Family members whose whereabouts are unknown
Family members whose whereabouts are unknown may apply for permanent residence under the one-year time limit [see subsection R176(2)].
When a family member cannot be located,
- the visa officer will advise the CPC by email; and
- the CPC will contact the protected person to request current contact information.
Should the family member remain untraceable, the CPC will inform the protected person and advise them that their family member’s application may be processed if they apply within one year of the protected person becoming a permanent resident. In such circumstances, granting permanent residence to the principal applicant will not be delayed. A protected person may be granted permanent residence even if family members abroad for whom permanent residence is sought do not meet all the requirements of subsection A21(2).
Application of the one-year time limit
The officer at the CPC will have informed the visa office of the inclusion of a family member abroad. If the permanent resident locates the family member within the one-year time limit, they may advise the CPC in writing. The CPC will notify the appropriate visa office, confirming that the family member was included in the initial application, and ask the visa office to have the family member
- complete the IMM 0008 and IMM 5669 forms; and
- undergo the necessary medical examinations and security clearances.
While the visa office will act on such requests as quickly as possible, it is incumbent on the family member to make an application within one year after the day on which the protected person in Canada became a permanent resident.

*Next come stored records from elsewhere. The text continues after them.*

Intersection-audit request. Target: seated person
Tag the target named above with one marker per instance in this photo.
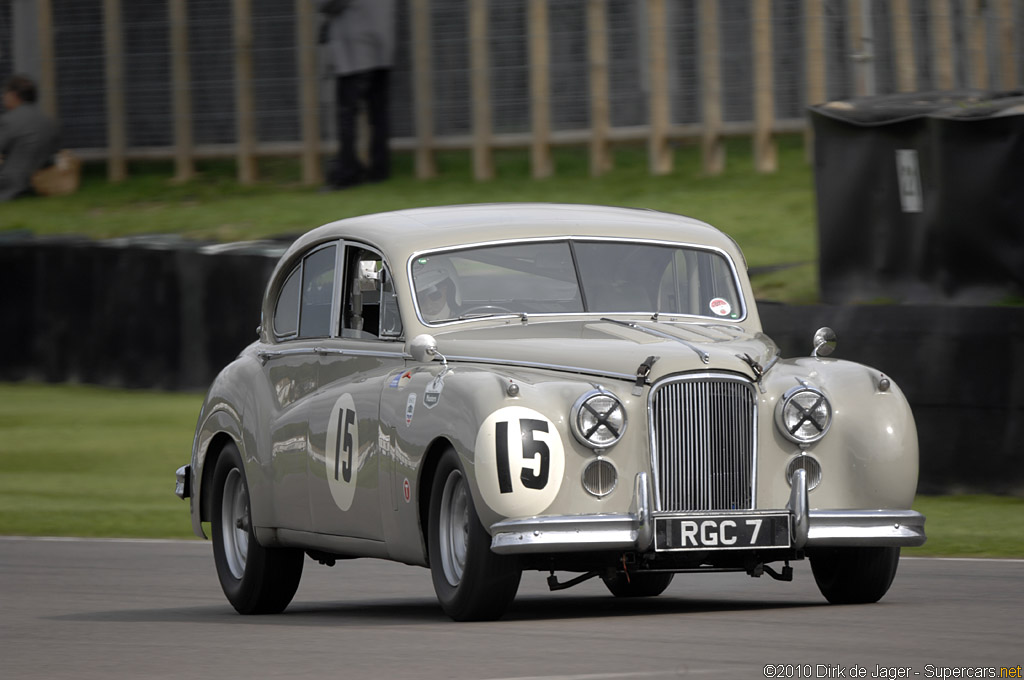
(28, 138)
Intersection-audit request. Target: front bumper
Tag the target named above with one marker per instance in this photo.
(634, 530)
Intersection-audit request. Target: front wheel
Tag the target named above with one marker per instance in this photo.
(256, 580)
(637, 585)
(854, 576)
(472, 583)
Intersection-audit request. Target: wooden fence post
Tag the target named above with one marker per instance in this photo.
(308, 92)
(423, 90)
(1008, 66)
(483, 162)
(114, 66)
(597, 50)
(541, 161)
(906, 70)
(976, 15)
(765, 152)
(658, 151)
(942, 44)
(47, 59)
(245, 116)
(184, 168)
(712, 149)
(814, 57)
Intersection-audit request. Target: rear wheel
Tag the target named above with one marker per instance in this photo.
(256, 580)
(472, 583)
(637, 585)
(854, 576)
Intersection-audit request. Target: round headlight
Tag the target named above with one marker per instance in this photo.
(803, 415)
(598, 419)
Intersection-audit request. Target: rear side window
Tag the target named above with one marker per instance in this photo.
(305, 301)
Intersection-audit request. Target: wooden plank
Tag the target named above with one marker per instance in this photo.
(712, 147)
(658, 151)
(305, 23)
(423, 90)
(1007, 26)
(117, 169)
(479, 58)
(976, 17)
(184, 167)
(765, 152)
(541, 161)
(597, 56)
(245, 116)
(906, 70)
(854, 20)
(814, 57)
(47, 59)
(942, 43)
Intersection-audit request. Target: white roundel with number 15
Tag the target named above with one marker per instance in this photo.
(520, 461)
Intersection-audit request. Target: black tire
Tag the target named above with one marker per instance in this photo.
(854, 576)
(637, 585)
(256, 580)
(472, 583)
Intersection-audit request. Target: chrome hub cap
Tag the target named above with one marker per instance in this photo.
(235, 522)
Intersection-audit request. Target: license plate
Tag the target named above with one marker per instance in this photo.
(732, 532)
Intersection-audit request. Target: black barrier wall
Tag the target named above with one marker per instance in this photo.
(919, 197)
(169, 313)
(158, 312)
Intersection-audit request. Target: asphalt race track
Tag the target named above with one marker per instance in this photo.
(72, 608)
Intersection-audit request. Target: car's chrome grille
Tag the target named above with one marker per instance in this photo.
(702, 441)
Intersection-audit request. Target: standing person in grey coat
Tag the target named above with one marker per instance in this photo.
(360, 37)
(28, 138)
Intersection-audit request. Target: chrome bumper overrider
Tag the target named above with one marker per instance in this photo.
(634, 530)
(182, 479)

Protected persons’ minor children who are at risk
When both parents are protected persons in Canada, or if only one parent is in Canada and the other parent is deceased or their whereabouts are unknown, officers must be aware of the risks to which these children may be exposed if there are delays in finalizing the application in Canada for permanent residence. The situation may be particularly acute if the children are residing without the care and protection of an adult guardian, such as an older sibling, aunt, uncle or grandparent, in an area where a civil or international armed conflict is occurring.
Officers should arrange for the expedited medical examination of children (under the age of 18 years) when the particular circumstances increase the risk to their physical safety. Once the medical examination is completed, or where rapid medical clearance is not feasible and the child is at risk, visa officers should consider the option of early admission to Canada through the use of a temporary resident permit.
Removing a family member from the application
Protected persons may remove a family member from their application any time up to the point of being granted permanent residence. The individual who is “removed” from the application will not be granted permanent residence or issued a visa as a result of the application. The processing fee for that person will not be refunded once processing of the application has commenced.
Since the removal of a family member from the application will not change the fact that the family member has been listed in compliance with R10(2)(a), that family member may be sponsored in the future, provided that the individual remains otherwise eligible for inclusion in the family class at the time that the sponsorship application is submitted.
Because permanent separation may result, applicants must be asked to sign a declaration acknowledging this possibility before removing the family member from the application.
Dependent children, spouses or common-law partners who are determined to be protected persons and have applied for permanent residence may have their applications severed from the principal applicant’s application and be granted permanent residence apart from the principal applicant, provided they meet statutory requirements.
In cases where an included family member was never determined to be a protected person and wishes to be severed from the principal applicant’s application (for example, the principal applicant has left Canada), they should be instructed to apply for permanent residence under humanitarian and compassionate considerations. Included family members who are not protected persons are subordinate applicants, and the validity of their application is entirely dependent on the granting of permanent resident status to an eligible protected person (applicant).